Smith was named the inaugural Department of Ocean Engineering Outstanding Alumni last fall in recognition of his work and support of the department.
Smith credits his teaching and mentoring style to another mentor of his own, Captain Peter Bamber, a marine superintendent from his days at ODECO.
“He was a British sea captain in the British and Cajun Navy’s in which education was focused on academic growth and internships as they did in the United Kingdom,” Smith said. “He pushed me to develop the skillsets to solve the offshore problems and find the best balance of education and experience. I think this is where I get much of my training aptitude and desire to have interns like the XPRIZE team in my company.
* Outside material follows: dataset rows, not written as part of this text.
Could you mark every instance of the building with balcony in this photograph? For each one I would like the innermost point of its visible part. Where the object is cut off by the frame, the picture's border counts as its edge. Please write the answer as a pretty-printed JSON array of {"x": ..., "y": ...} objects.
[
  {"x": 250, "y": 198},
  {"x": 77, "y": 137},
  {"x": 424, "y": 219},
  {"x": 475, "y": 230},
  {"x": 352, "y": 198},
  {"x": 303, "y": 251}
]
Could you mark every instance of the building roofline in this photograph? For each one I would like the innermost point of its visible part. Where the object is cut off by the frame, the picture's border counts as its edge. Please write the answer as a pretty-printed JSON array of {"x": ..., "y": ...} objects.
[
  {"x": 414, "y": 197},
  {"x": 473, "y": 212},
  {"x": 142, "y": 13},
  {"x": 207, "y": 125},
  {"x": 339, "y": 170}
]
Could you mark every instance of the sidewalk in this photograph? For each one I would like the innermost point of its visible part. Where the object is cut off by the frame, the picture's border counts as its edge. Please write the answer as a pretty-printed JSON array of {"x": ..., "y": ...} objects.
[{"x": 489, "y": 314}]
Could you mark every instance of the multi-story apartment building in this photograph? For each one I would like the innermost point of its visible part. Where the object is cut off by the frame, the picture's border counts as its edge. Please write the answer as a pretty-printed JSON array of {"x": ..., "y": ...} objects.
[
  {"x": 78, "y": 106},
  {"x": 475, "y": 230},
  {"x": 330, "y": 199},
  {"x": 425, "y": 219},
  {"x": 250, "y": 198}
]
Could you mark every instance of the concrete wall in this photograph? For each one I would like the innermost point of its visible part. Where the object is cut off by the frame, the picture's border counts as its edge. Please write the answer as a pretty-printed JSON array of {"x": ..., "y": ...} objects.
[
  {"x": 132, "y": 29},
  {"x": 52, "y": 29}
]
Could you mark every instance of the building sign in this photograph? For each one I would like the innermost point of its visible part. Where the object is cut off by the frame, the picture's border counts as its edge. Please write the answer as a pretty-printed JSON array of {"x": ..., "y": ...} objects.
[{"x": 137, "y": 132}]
I want to give back.”
Smith encourages new graduates to take the time to learn from those who have been in the industry for a while as he did.
“Respect those old guys in the field and learn from them by listening and working with them,” Smith said. “Get as much offshore experience as possible and blend it with the education and find your own balance, whether it is most education with a little experience, or most experience with a little education or smack down the middle.”